The rectors of Jerusalem's Hebrew University, of the Jesuits' Gregorian University in Rome and the vice president of Cairo's Al-Azhar University met in Rome as Christmas approached to promote dialogue and understanding between their religions. They spoke to the press on the eve of the "Monotheism and Conflict" conference in Naples on December 13-15, which discussed the role of the three religions in the Mediterranean area.
All three emphasised the role that universities are playing in promoting co-operation, understanding and peace between the three monotheistic religions and between the countries around the Mediterranean.
Jerusalem's Hebrew University is non-religious but is the oldest in Israel.

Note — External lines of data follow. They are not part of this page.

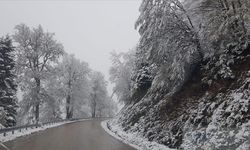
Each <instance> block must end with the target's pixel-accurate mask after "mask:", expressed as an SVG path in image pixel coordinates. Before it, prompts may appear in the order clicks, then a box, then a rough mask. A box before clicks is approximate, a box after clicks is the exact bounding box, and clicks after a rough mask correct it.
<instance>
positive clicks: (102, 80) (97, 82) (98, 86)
mask: <svg viewBox="0 0 250 150" xmlns="http://www.w3.org/2000/svg"><path fill="white" fill-rule="evenodd" d="M90 78H91V93H90V108H91V115H92V118H95V117H102V116H105V114H104V110H105V109H106V108H107V107H108V108H109V109H110V105H107V104H108V103H107V102H108V101H107V100H108V93H107V82H106V81H105V79H104V75H103V74H102V73H101V72H92V73H91V76H90Z"/></svg>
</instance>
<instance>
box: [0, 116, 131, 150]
mask: <svg viewBox="0 0 250 150" xmlns="http://www.w3.org/2000/svg"><path fill="white" fill-rule="evenodd" d="M100 123H101V120H88V121H81V122H75V123H69V124H65V125H62V126H59V127H55V128H51V129H47V130H45V131H42V132H38V133H34V134H32V135H29V136H26V137H21V138H18V139H16V140H14V141H10V142H6V143H4V144H5V145H6V146H7V147H8V148H9V149H10V150H134V149H133V148H131V147H130V146H128V145H126V144H124V143H122V142H120V141H118V140H117V139H114V138H113V137H111V136H110V135H109V134H108V133H106V132H105V131H104V130H103V129H102V127H101V125H100ZM0 147H1V146H0ZM2 149H3V150H4V148H0V150H2Z"/></svg>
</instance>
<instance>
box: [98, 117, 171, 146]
mask: <svg viewBox="0 0 250 150" xmlns="http://www.w3.org/2000/svg"><path fill="white" fill-rule="evenodd" d="M108 122H109V120H105V121H102V123H101V126H102V128H103V129H104V130H105V131H106V132H107V133H109V134H110V135H111V136H113V137H115V138H116V139H118V140H120V141H122V142H123V143H125V144H128V145H130V146H131V147H133V148H135V149H138V150H174V149H170V148H168V147H167V146H165V145H161V144H158V143H156V142H150V141H148V140H147V139H145V138H143V137H139V136H138V135H137V134H136V133H134V134H133V133H126V132H125V131H123V129H121V128H120V127H119V126H118V125H112V127H110V126H109V123H108Z"/></svg>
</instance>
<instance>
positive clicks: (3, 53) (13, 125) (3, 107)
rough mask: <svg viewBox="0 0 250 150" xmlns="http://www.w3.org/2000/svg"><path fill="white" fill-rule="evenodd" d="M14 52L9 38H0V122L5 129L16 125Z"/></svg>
mask: <svg viewBox="0 0 250 150" xmlns="http://www.w3.org/2000/svg"><path fill="white" fill-rule="evenodd" d="M14 52H15V50H14V47H13V44H12V40H11V39H10V37H9V36H6V37H2V38H0V70H1V71H0V85H1V86H0V121H1V124H2V125H3V126H6V127H10V126H14V125H16V115H17V111H16V109H17V107H18V106H17V98H16V90H17V85H16V76H15V74H14V65H15V61H14Z"/></svg>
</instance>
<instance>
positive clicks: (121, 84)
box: [109, 51, 135, 103]
mask: <svg viewBox="0 0 250 150" xmlns="http://www.w3.org/2000/svg"><path fill="white" fill-rule="evenodd" d="M111 61H112V66H111V68H110V70H109V73H110V81H111V83H113V84H114V88H113V94H116V96H117V98H118V100H119V101H120V102H124V103H127V102H129V100H130V98H131V89H132V84H133V83H132V80H131V79H132V71H133V68H134V65H135V64H134V61H135V54H134V51H129V52H128V53H119V54H118V53H116V52H112V53H111Z"/></svg>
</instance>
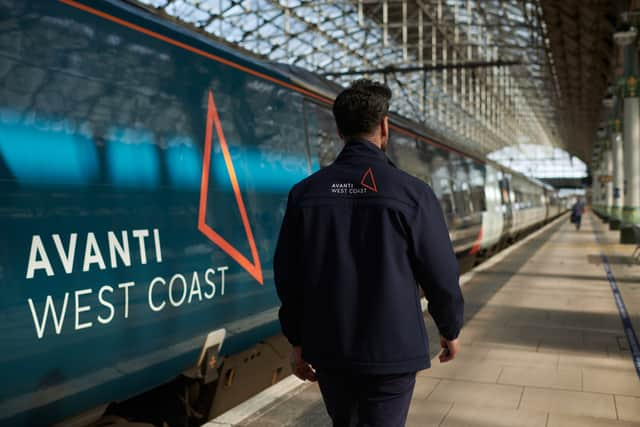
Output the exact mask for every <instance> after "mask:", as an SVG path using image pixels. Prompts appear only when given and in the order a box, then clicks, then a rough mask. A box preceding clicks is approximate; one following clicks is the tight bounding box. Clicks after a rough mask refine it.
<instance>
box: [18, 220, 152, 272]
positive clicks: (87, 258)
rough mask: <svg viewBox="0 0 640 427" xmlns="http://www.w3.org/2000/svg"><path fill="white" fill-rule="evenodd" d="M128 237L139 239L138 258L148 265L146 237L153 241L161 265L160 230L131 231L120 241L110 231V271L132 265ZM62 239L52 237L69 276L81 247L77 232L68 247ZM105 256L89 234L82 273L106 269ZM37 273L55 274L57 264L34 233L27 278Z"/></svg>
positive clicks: (69, 238) (94, 238) (123, 231)
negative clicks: (98, 269) (55, 268)
mask: <svg viewBox="0 0 640 427" xmlns="http://www.w3.org/2000/svg"><path fill="white" fill-rule="evenodd" d="M129 234H131V236H132V237H133V238H134V239H137V240H138V256H139V260H140V264H142V265H144V264H147V261H148V257H147V241H146V239H147V238H150V239H151V240H153V249H154V252H155V260H156V263H161V262H162V248H161V245H160V231H159V230H158V229H157V228H154V229H153V230H152V233H150V232H149V230H146V229H140V230H132V231H130V232H128V231H127V230H123V231H121V232H120V238H118V235H117V234H116V232H114V231H109V232H107V234H106V244H107V248H108V253H109V266H110V267H111V268H118V267H119V266H120V265H123V266H125V267H130V266H131V264H132V262H131V259H132V257H131V251H130V248H129ZM63 240H64V239H63V238H62V237H61V236H60V234H52V235H51V241H52V242H53V246H54V247H55V249H56V252H57V255H58V259H59V261H60V264H61V265H62V269H63V270H64V272H65V273H66V274H71V273H73V271H74V261H75V256H76V248H77V246H78V233H71V234H70V235H69V239H68V242H69V243H68V245H67V246H66V247H65V244H64V242H63ZM47 244H49V243H47ZM49 253H50V252H49ZM104 253H106V252H104ZM102 254H103V251H101V249H100V245H99V244H98V239H97V238H96V234H95V233H93V232H89V233H87V236H86V239H85V247H84V258H83V260H82V271H84V272H87V271H90V270H92V268H93V269H96V268H97V269H99V270H105V269H106V268H107V265H106V263H105V258H104V257H103V255H102ZM37 271H43V272H44V273H45V274H46V275H47V276H54V275H55V270H54V265H53V264H52V263H51V261H50V259H49V255H48V252H47V249H46V247H45V242H43V240H42V237H41V236H40V235H38V234H35V235H33V236H32V237H31V248H30V251H29V260H28V263H27V273H26V278H27V279H33V278H34V277H35V275H36V272H37Z"/></svg>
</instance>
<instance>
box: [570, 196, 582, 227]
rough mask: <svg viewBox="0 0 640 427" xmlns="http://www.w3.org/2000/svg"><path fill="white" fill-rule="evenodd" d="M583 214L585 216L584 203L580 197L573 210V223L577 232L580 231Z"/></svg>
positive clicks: (572, 221)
mask: <svg viewBox="0 0 640 427" xmlns="http://www.w3.org/2000/svg"><path fill="white" fill-rule="evenodd" d="M582 214H584V202H583V201H582V198H581V197H579V198H578V200H576V202H575V203H574V204H573V207H572V208H571V222H573V223H574V224H575V226H576V230H580V224H581V223H582Z"/></svg>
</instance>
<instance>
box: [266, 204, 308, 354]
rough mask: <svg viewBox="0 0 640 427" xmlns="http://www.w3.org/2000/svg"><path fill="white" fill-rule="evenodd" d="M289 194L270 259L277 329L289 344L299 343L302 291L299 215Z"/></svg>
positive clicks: (302, 296)
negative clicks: (276, 298) (300, 257)
mask: <svg viewBox="0 0 640 427" xmlns="http://www.w3.org/2000/svg"><path fill="white" fill-rule="evenodd" d="M291 199H292V196H291V193H289V200H288V201H287V210H286V212H285V214H284V219H283V220H282V226H281V228H280V236H279V237H278V244H277V246H276V250H275V255H274V258H273V276H274V281H275V284H276V290H277V292H278V297H279V298H280V302H281V303H282V305H281V306H280V311H279V312H278V317H279V319H280V326H281V327H282V332H283V333H284V336H285V337H287V339H288V340H289V342H290V343H291V345H293V346H298V345H300V343H301V323H302V304H303V292H302V285H303V284H302V283H301V279H300V261H299V256H300V251H301V249H302V245H301V235H302V233H301V224H300V218H299V212H297V210H296V209H295V208H294V207H293V206H292V205H293V203H292V201H291Z"/></svg>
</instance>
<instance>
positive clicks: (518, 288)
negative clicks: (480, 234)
mask: <svg viewBox="0 0 640 427" xmlns="http://www.w3.org/2000/svg"><path fill="white" fill-rule="evenodd" d="M595 233H599V234H598V235H599V236H600V243H598V242H597V241H596V238H595ZM617 240H618V234H617V233H615V232H610V231H608V228H606V225H604V224H602V223H601V222H600V220H599V219H598V218H597V217H596V216H595V215H592V214H587V215H586V216H585V217H584V218H583V227H582V230H580V231H576V230H575V228H574V227H573V225H572V224H570V223H569V221H568V218H567V217H565V218H563V219H561V220H560V221H559V222H558V223H556V224H554V225H552V226H551V227H550V228H549V229H547V230H545V231H544V232H542V233H541V234H539V235H538V236H537V237H535V238H533V239H532V240H530V241H529V242H528V243H527V244H526V245H523V246H522V247H520V248H519V249H517V250H515V251H513V253H511V254H510V256H509V257H507V258H505V259H504V260H502V261H501V262H499V263H497V264H495V265H494V266H492V267H490V268H487V269H484V270H483V271H482V269H480V270H481V271H477V272H475V273H474V276H473V278H472V279H471V280H470V281H469V282H468V283H466V285H465V286H464V287H463V292H464V294H465V299H466V301H467V313H466V319H467V320H466V324H465V327H464V329H463V331H462V333H461V336H460V340H461V343H462V350H461V352H460V355H459V357H458V358H457V359H456V360H454V361H453V362H450V363H447V364H440V363H439V362H438V361H437V359H436V360H434V361H433V367H432V369H429V370H426V371H422V372H420V373H419V375H418V379H417V383H416V388H415V391H414V396H413V401H412V404H411V408H410V411H409V418H408V421H407V426H420V427H427V426H446V427H453V426H469V427H481V426H487V427H495V426H509V427H511V426H531V427H537V426H543V427H544V426H548V427H552V426H553V427H572V426H581V427H582V426H640V380H639V379H638V376H637V374H636V371H635V369H634V366H633V362H632V358H631V354H630V352H629V346H628V343H627V340H626V337H625V334H624V332H623V329H622V324H621V321H620V317H619V314H618V310H617V307H616V305H615V302H614V299H613V296H612V292H611V288H610V286H609V282H608V281H607V277H606V273H605V270H604V267H603V265H602V262H601V258H600V253H601V252H604V253H606V254H607V255H608V257H609V260H610V265H611V268H612V271H613V274H614V275H615V277H616V279H617V283H618V286H619V287H620V290H621V293H622V296H623V298H624V301H625V303H626V306H627V309H628V311H629V312H630V314H631V315H632V321H633V324H634V326H635V328H640V265H637V264H629V258H628V255H630V254H631V252H632V251H633V247H631V246H629V245H618V244H616V243H615V242H617ZM427 317H428V316H427ZM426 321H427V323H428V326H429V330H430V337H431V342H437V341H436V340H435V339H436V338H437V333H436V331H435V329H434V328H433V325H432V322H431V320H430V319H426ZM638 332H640V331H639V330H638V329H636V333H638ZM240 425H242V426H247V427H249V426H250V427H267V426H268V427H271V426H274V427H275V426H305V427H313V426H330V425H331V423H330V420H329V418H328V416H327V415H326V412H325V409H324V406H323V403H322V399H321V396H320V393H319V390H318V387H317V385H316V384H307V385H303V386H301V387H299V388H298V389H296V390H295V391H294V392H292V393H291V394H290V395H289V396H287V397H286V398H283V399H280V400H278V401H276V402H275V403H274V404H273V405H271V406H270V407H269V408H266V410H263V411H261V413H260V414H257V415H254V416H253V417H250V418H248V419H246V420H245V421H243V422H242V423H241V424H240Z"/></svg>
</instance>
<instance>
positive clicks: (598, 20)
mask: <svg viewBox="0 0 640 427" xmlns="http://www.w3.org/2000/svg"><path fill="white" fill-rule="evenodd" d="M130 1H131V2H133V3H136V4H138V5H142V6H144V7H147V8H150V9H152V10H154V11H155V12H156V13H159V14H161V15H164V16H165V17H167V18H169V19H176V20H179V21H181V22H182V23H184V24H185V25H189V26H191V27H192V28H194V29H196V30H198V31H201V32H204V33H206V34H208V35H210V36H211V37H215V38H217V39H219V40H223V41H225V42H227V43H231V44H233V45H234V46H237V47H240V48H242V49H245V50H246V51H248V52H251V53H252V54H254V55H257V56H259V57H262V58H265V59H268V60H271V61H276V62H282V63H286V64H291V65H296V66H299V67H302V68H304V69H307V70H310V71H312V72H314V73H318V74H320V75H324V76H326V77H328V78H330V79H332V80H334V81H335V82H336V83H339V84H342V85H345V84H348V82H349V81H351V80H353V79H354V78H357V77H359V76H368V77H371V78H377V79H381V80H382V79H384V80H385V81H387V83H388V84H389V86H390V87H391V88H392V89H393V91H394V93H395V95H396V96H395V97H394V101H393V104H392V108H393V109H394V110H395V111H396V112H398V113H400V114H402V115H404V116H407V117H409V118H411V119H414V120H417V121H419V122H421V123H424V124H425V125H426V126H427V127H429V128H432V129H434V131H437V132H438V133H441V134H443V135H446V136H447V137H448V138H450V139H452V140H456V141H460V142H462V143H463V144H466V145H467V146H468V147H469V148H470V149H471V150H472V151H475V152H477V153H479V154H482V155H486V154H488V153H491V152H494V151H496V150H499V149H501V148H503V147H506V146H511V145H517V144H539V145H546V146H553V147H559V148H563V149H566V150H567V151H569V152H570V153H572V154H574V155H577V156H579V157H580V158H582V159H583V160H585V161H587V160H588V159H590V158H591V147H592V143H593V141H594V140H595V137H596V135H595V133H596V129H597V127H598V125H599V122H600V117H601V114H602V102H601V101H602V97H603V94H604V92H605V91H606V89H607V85H608V83H609V82H610V81H612V80H613V73H614V69H615V65H616V64H615V63H616V60H615V57H612V54H613V52H615V50H614V47H613V46H614V45H613V41H612V34H613V31H614V28H615V24H616V22H617V20H619V16H620V13H621V12H622V11H624V10H626V8H628V7H629V4H628V0H562V1H560V0H313V1H311V0H130ZM521 151H522V152H523V153H524V150H521Z"/></svg>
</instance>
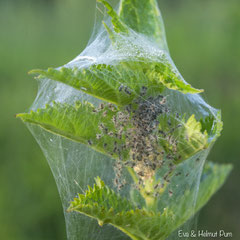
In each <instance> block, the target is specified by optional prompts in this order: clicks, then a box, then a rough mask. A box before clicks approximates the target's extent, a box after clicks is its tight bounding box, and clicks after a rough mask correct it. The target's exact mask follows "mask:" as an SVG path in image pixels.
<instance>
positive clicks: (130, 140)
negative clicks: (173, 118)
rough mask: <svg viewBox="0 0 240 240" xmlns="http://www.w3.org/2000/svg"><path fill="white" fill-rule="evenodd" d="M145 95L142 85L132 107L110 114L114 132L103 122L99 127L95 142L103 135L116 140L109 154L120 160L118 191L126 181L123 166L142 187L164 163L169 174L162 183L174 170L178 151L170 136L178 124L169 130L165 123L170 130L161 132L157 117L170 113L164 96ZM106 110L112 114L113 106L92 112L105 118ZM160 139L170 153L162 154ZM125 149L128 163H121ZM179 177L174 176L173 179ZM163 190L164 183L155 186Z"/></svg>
mask: <svg viewBox="0 0 240 240" xmlns="http://www.w3.org/2000/svg"><path fill="white" fill-rule="evenodd" d="M119 91H125V92H127V93H128V92H130V91H128V89H127V88H124V86H121V87H120V88H119ZM146 93H147V87H145V86H143V87H142V88H141V91H140V97H139V98H137V99H136V100H135V101H134V102H133V104H129V105H127V106H125V108H124V109H123V110H122V111H119V112H117V113H116V114H114V115H113V117H112V122H113V124H114V128H115V130H114V131H109V130H108V129H107V128H106V127H105V126H104V124H102V123H100V124H99V129H100V130H101V134H97V136H96V139H100V138H102V136H103V135H108V136H110V137H113V139H115V140H113V141H114V144H113V149H112V152H110V154H111V155H113V154H117V156H118V159H119V160H118V161H116V163H115V166H114V172H115V176H116V178H115V179H114V184H115V185H116V186H117V188H118V189H119V190H120V189H121V188H122V187H123V186H124V185H125V184H126V181H125V179H123V178H122V169H123V165H125V166H127V167H131V168H132V169H133V170H134V171H135V173H136V174H137V175H138V179H139V182H138V185H143V184H144V182H145V181H146V180H148V179H151V178H152V177H153V176H154V175H155V172H156V169H159V168H161V167H162V166H163V165H164V164H167V166H168V169H169V171H168V172H167V173H166V174H165V175H164V177H163V180H164V181H165V182H167V183H168V182H170V177H171V175H172V173H173V171H174V169H175V164H174V163H173V162H174V158H175V154H176V152H177V140H176V139H175V138H174V137H173V135H172V133H173V132H174V131H175V129H176V128H179V127H181V124H179V125H178V126H177V127H171V125H172V123H171V121H170V120H168V125H169V127H170V129H171V130H170V131H169V132H164V131H163V130H160V129H159V121H158V118H159V116H160V115H161V114H169V112H170V110H169V108H168V107H167V97H166V96H163V95H158V96H156V97H146ZM106 107H108V109H110V110H111V111H113V112H115V111H116V108H115V107H114V105H112V104H108V105H104V104H100V106H99V108H98V109H96V110H95V112H99V111H103V117H105V116H106V114H107V111H105V108H106ZM176 117H179V114H176ZM160 138H164V139H166V140H167V141H168V143H169V144H170V145H171V147H172V153H168V154H166V153H165V151H164V148H163V147H162V146H161V144H159V140H160ZM117 139H120V140H122V139H123V140H124V142H125V144H122V143H121V144H120V143H119V142H118V141H117ZM104 147H105V148H106V147H107V143H104ZM125 150H128V151H129V155H130V158H129V159H130V160H129V161H125V162H123V161H122V160H123V156H122V153H123V151H125ZM180 174H181V173H177V174H176V176H179V175H180ZM163 187H164V183H161V184H156V186H154V189H155V190H158V189H160V188H163ZM170 195H172V194H170Z"/></svg>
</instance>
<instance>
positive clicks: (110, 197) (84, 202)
mask: <svg viewBox="0 0 240 240" xmlns="http://www.w3.org/2000/svg"><path fill="white" fill-rule="evenodd" d="M96 181H97V184H95V185H94V187H93V188H91V187H88V190H87V191H86V192H85V194H79V195H78V198H75V199H74V201H73V202H72V203H71V205H70V207H69V209H68V211H77V212H80V213H82V214H84V215H87V216H89V217H92V218H95V219H96V220H97V221H98V223H99V225H100V226H102V225H103V224H111V225H113V226H114V227H116V228H118V229H119V230H121V231H123V232H124V233H125V234H127V235H128V236H129V237H131V238H132V239H135V240H146V239H151V240H161V239H166V237H167V236H168V235H169V233H170V231H171V228H172V224H173V215H172V213H171V212H170V211H168V210H167V209H166V210H165V211H164V212H163V213H160V212H159V213H154V212H148V211H146V210H144V209H138V208H136V207H135V206H134V205H133V204H132V203H131V202H130V201H128V200H127V199H125V198H122V197H120V196H119V195H118V194H116V193H115V192H114V191H113V190H111V189H109V188H108V187H107V186H105V184H104V182H103V181H101V180H100V179H99V178H98V179H97V180H96Z"/></svg>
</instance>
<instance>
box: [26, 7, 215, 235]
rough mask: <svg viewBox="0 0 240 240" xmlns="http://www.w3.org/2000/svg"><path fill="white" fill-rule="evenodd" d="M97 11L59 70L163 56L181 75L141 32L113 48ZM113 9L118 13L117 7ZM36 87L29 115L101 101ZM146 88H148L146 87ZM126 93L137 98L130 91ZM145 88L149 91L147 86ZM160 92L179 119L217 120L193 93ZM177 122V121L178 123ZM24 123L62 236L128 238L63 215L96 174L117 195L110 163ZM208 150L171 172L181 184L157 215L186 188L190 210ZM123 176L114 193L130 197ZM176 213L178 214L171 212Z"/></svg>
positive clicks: (42, 82) (76, 95)
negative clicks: (53, 200) (88, 40)
mask: <svg viewBox="0 0 240 240" xmlns="http://www.w3.org/2000/svg"><path fill="white" fill-rule="evenodd" d="M97 9H98V13H97V16H96V19H97V20H96V24H95V30H94V32H93V35H92V38H91V40H90V41H89V44H88V46H87V47H86V49H85V50H84V51H83V52H82V53H81V54H80V55H78V56H77V57H76V58H75V59H73V60H72V61H71V62H69V63H68V64H66V65H65V66H64V67H66V68H71V69H73V68H78V69H84V68H86V69H89V68H90V67H91V66H92V65H94V64H106V65H116V64H118V63H119V62H122V61H138V59H140V58H144V59H148V60H149V61H156V62H158V61H160V60H159V59H162V56H163V55H164V56H166V57H167V59H168V61H170V62H171V65H172V66H173V68H174V71H175V72H176V73H177V74H178V75H179V76H180V73H179V72H178V70H177V68H176V67H175V65H174V63H173V61H172V60H171V58H170V55H169V52H168V49H167V47H165V44H163V45H162V46H159V44H157V43H155V42H154V41H152V40H151V39H149V38H147V37H146V36H145V35H143V34H139V33H136V32H134V31H132V30H131V29H130V34H129V35H128V36H126V35H121V34H119V35H118V40H117V41H118V43H119V44H120V45H121V46H124V48H118V49H116V48H114V46H113V45H112V44H111V40H110V39H109V35H108V32H107V31H106V29H105V28H104V27H103V25H102V24H101V21H100V20H101V19H104V21H105V22H106V23H107V24H110V21H111V20H110V18H109V17H108V15H107V13H106V10H105V9H104V8H103V7H102V5H99V4H97ZM116 9H118V6H117V7H116ZM163 42H166V39H165V35H164V36H163ZM104 74H109V73H104ZM136 74H137V73H135V72H132V71H130V70H129V72H127V73H126V76H128V77H129V78H131V77H132V76H133V75H135V76H136ZM113 80H114V81H116V82H118V83H120V84H123V86H124V83H123V82H121V80H120V79H118V78H117V77H116V78H114V76H113ZM182 80H183V78H182ZM183 81H184V80H183ZM38 83H39V89H38V95H37V97H36V99H35V101H34V103H33V105H32V106H31V110H34V111H36V110H37V109H38V108H44V107H45V105H46V104H52V102H53V101H55V102H60V103H68V104H71V105H74V103H75V102H76V101H81V102H84V101H88V102H90V103H92V104H93V105H95V106H96V107H97V106H98V105H99V104H100V103H102V101H101V100H99V99H97V98H94V97H92V96H90V95H88V94H86V93H84V92H80V91H77V90H75V89H74V88H72V87H69V86H67V85H65V84H62V83H59V82H56V81H53V80H50V79H41V80H39V82H38ZM139 85H141V83H139ZM145 87H147V88H148V87H149V86H145ZM129 90H130V91H131V92H134V93H135V94H137V93H136V92H135V90H134V89H129ZM149 90H150V91H151V87H150V88H149ZM164 94H165V96H166V98H167V104H168V107H169V109H171V111H173V112H177V113H178V114H180V115H184V114H186V116H187V117H190V116H191V115H192V114H195V117H196V119H200V118H204V117H207V116H209V115H212V116H215V117H216V114H217V110H216V109H214V108H212V107H211V106H209V105H208V104H207V103H206V102H205V101H204V100H203V99H202V98H201V96H200V95H198V94H183V93H181V92H178V91H174V90H167V91H166V92H165V93H164ZM137 95H138V97H139V99H141V101H146V102H149V99H147V98H145V97H144V96H142V95H139V94H137ZM179 122H180V123H181V121H180V120H179ZM99 124H101V123H99ZM27 125H28V128H29V129H30V131H31V132H32V134H33V135H34V137H35V138H36V140H37V142H38V144H39V145H40V147H41V149H42V151H43V152H44V155H45V157H46V159H47V161H48V163H49V166H50V168H51V171H52V173H53V176H54V178H55V181H56V184H57V187H58V191H59V194H60V197H61V201H62V205H63V211H64V215H65V222H66V229H67V238H68V239H69V240H85V239H86V240H87V239H91V240H118V239H119V240H120V239H121V240H124V239H130V238H129V237H127V236H126V235H125V234H123V233H122V232H121V231H119V230H118V229H116V228H114V227H113V226H111V225H104V226H103V227H100V226H99V225H98V224H97V221H96V220H94V219H91V218H89V217H86V216H84V215H81V214H78V213H74V212H72V213H67V211H66V210H67V208H68V207H69V203H70V201H71V200H73V198H74V197H75V196H76V195H77V194H78V193H83V192H84V191H85V190H86V189H87V186H88V185H90V186H92V185H93V184H94V178H95V177H96V176H99V177H100V178H101V179H102V180H103V181H104V182H105V184H106V185H107V186H109V187H110V188H113V189H115V190H116V191H117V188H116V186H115V185H114V183H113V179H114V178H115V173H114V164H115V160H114V159H112V158H110V157H108V156H106V155H104V154H101V153H99V152H96V151H94V150H93V149H91V148H90V147H86V146H85V145H83V144H80V143H76V142H73V141H70V140H68V139H66V138H63V137H61V136H58V135H55V134H53V133H50V132H48V131H46V130H44V129H42V128H40V127H38V126H35V125H32V124H27ZM173 127H174V126H173ZM175 127H176V126H175ZM208 152H209V149H207V150H205V151H202V152H200V153H197V154H196V155H194V156H192V157H191V158H190V159H188V160H186V161H184V162H182V163H181V164H179V165H178V166H177V167H176V169H174V172H175V173H176V174H177V173H179V172H181V176H182V177H181V180H179V178H177V176H176V177H174V178H172V180H171V183H170V184H169V186H168V191H166V194H164V195H163V196H161V206H159V210H160V211H163V209H164V208H165V207H166V206H168V205H171V204H174V203H176V202H178V201H179V199H180V198H181V197H182V196H183V194H184V192H185V191H186V190H189V189H193V190H194V194H195V197H194V198H193V199H192V200H191V201H190V202H188V205H189V207H190V206H192V207H190V208H191V209H193V208H194V207H193V206H194V205H195V204H196V200H197V194H198V188H199V182H200V178H201V175H202V169H203V166H204V163H205V159H206V157H207V154H208ZM167 172H168V168H167V166H163V167H162V169H161V170H160V171H159V173H158V174H159V176H160V177H163V176H164V175H165V174H166V173H167ZM122 175H123V177H124V178H125V179H126V180H127V184H126V186H124V187H123V189H122V190H121V191H119V194H120V195H122V196H125V197H126V198H128V199H130V196H129V192H130V189H131V188H132V184H133V181H132V179H131V177H130V176H129V173H128V172H127V171H126V170H125V169H123V174H122ZM176 211H178V210H177V209H176ZM190 222H191V221H190ZM190 222H187V223H186V224H185V226H184V227H185V228H187V229H188V228H191V227H192V225H191V224H190ZM169 239H176V233H173V234H172V236H170V237H169Z"/></svg>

From its foundation in 1925, it was central to the revival of Hebrew. Jehoshua Ben-Arieh, its rector, feels confident that universities are paving the way to peace in the Middle East.
"We are on the eve of a full dialogue between Israelis and Palestinians. There is a tremendous change under way, a complete change of attitude. A few weeks ago there was a scientific conference in Egypt. At the opening of the conference the Egyptians asked everyone to stand up for a moment of silent tribute to Yitzhak Rabin. I was at first surprised, and then very deeply moved. There were people from universities in Jordan, Egypt and a number of other Arab countries.
"The death of Rabin has been a terrible loss for Israel and for the peace process. Yet I feel that his death has given new energy to the search for peace, has opened up a new, positive phase of dialogue in which the universities are of fundamental importance."
Mahmoud Sakzouk, vice president of Al-Azhar, the oldest university of the Muslim world, believes that peace and tolerance must pass through university teaching. "Our university is run in the proper spirit of Islam, in a spirit of tolerance of other religions and religious sects."